2. Tag

Avatar of Dr. Peter HirschbergDr. Peter Hirschberg - 10. Juni 2016 -

Vom Herz des Fichtelgebirges in die Oberpfalz

Ein langer Tag geht langsam zu Ende. Heute morgen hatte ich noch beim Frühstück ein Gespräch mit Ferdinand Reb,  das mir wieder mal neu  gezeigt hat, wie wichtig der Tourismus für die Region  ist. Wichtig auch, dass man eine Balance findet zwischen Natur und Mensch, aber auch zwischen der Entwicklung von touristischer Infrastruktur und Räumen, die bleiben sollen wie sie sind, weil gerade darin ihre Stärke liegt.

Dann weiter nach Nagel - Kräuterdorf - und nach Mehlmeisel - Wildpark. Gespräch mit dem Bürgermeister von Nagel, Theo Bauer, und seiner Frau. Sehr schön fand ich auch, dass Frau Elfriede Schneider von der Frankenpost und Frau Bischof vom Bayerischen Rundfunk mit dabei in Nagel waren.

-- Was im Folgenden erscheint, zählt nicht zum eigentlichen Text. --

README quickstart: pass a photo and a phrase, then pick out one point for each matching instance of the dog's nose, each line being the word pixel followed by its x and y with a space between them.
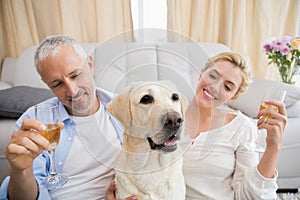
pixel 173 120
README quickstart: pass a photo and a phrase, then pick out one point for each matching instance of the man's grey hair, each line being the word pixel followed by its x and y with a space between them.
pixel 52 45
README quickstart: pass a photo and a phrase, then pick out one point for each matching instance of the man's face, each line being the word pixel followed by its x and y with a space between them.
pixel 71 79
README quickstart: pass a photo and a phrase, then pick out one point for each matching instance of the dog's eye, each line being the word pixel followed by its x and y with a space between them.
pixel 146 99
pixel 175 97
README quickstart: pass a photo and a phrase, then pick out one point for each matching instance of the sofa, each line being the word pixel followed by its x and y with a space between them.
pixel 119 64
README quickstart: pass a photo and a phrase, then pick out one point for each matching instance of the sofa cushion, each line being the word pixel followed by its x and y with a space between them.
pixel 14 101
pixel 249 102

Oben am Wildpark traf ich mich dann mit Ronni Ledermüller, der ihn mit aufgezogen hat. Es entsteht bei mir der Eindruck, dass es ganz wichtig ist, dass jedes Dorf seine Spezialität hat, sein Markenzeichen. So entsteht ein interessantes und positives Bild vom Fichtelgebirge, das Menschen neugierig macht. Ein positives Image. Gut so!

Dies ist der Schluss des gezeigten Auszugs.